Tennessee Jet
Tennessee Jet
Long before Tennessee Jet began crisscrossing America as a one-man band, playing nightly shows full of fuzz guitar, primal percussion, and songs that split the difference between country and raw rock & roll, he traveled the interstates of Oklahoma with his bronc-riding father and barrel-racing mother. Sitting on the bench seat of an old Ford pickup truck pulling a horse trailer while heading to the next rodeo, he’d watch the grasslands of his home state fly past the windshield at highway speed. Country music was always on the radio back then, and those songs — honest, heartfelt classics by icons like Willie Nelson and Dwight Yoakam, both of whom he’d eventually join on tour — left a permanent mark.

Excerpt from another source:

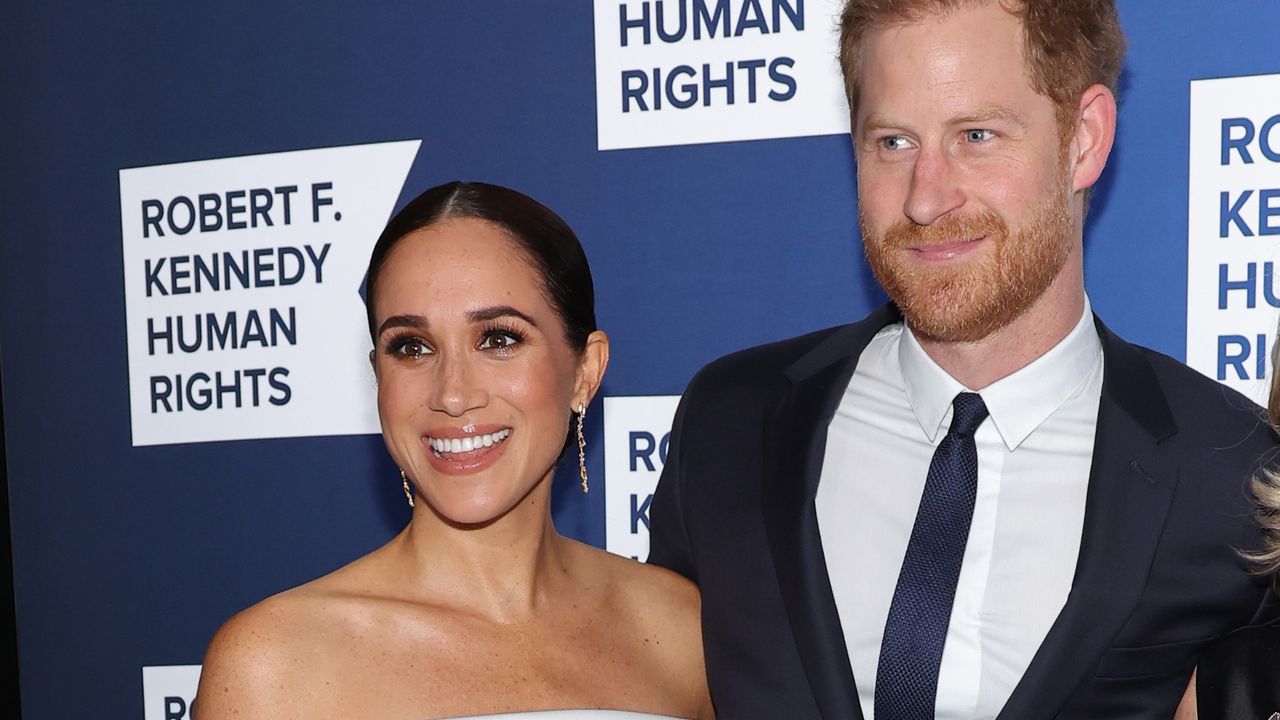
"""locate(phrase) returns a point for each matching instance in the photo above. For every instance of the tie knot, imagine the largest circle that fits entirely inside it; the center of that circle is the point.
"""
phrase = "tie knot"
(968, 413)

The Country, Tennessee Jet’s third album, nods to that childhood soundtrack. A salute to the sounds of his youth, these songs double down on Jet’s country and folk influences, without sacrificing the left-of-center approach that’s earned him a reputation as a genre bender. Honky-tonk ballads, twin fiddles, and country two-steps rub shoulders with a Nirvana-inspired rock song (“Johnny,” a tribute to 1950s legend Johnny Horton) and a bluegrass cover of the Black Crowes’ “She Talks to Angels.” The result is a richly-textured album that’s both classic and modern in the same breath. This is raw, truthful country music — a reinvention of the sound that’s always formed the bedrock of Tennessee Jet’s artistry, even during his most amplified moments.
“My career has been a constant purging of what I’ve done before, so I can reinvent and create something that’s uniquely me,” says Jet, who kicked off his touring career by taking the stage alone, an electric guitar strapped across his chest and a drum set at his feet, accompanying himself with a one-man fuzz-filled wall of sound. It was an approach that owed as much to rock & roll’s distorted stomp as country music’s twang, and for Jet — an enthusiastic fan of Neil Young and Jack White, two forward-thinking rockers who, like Jet, refuse to be pigeonholed — the contrast between those genres was the whole point.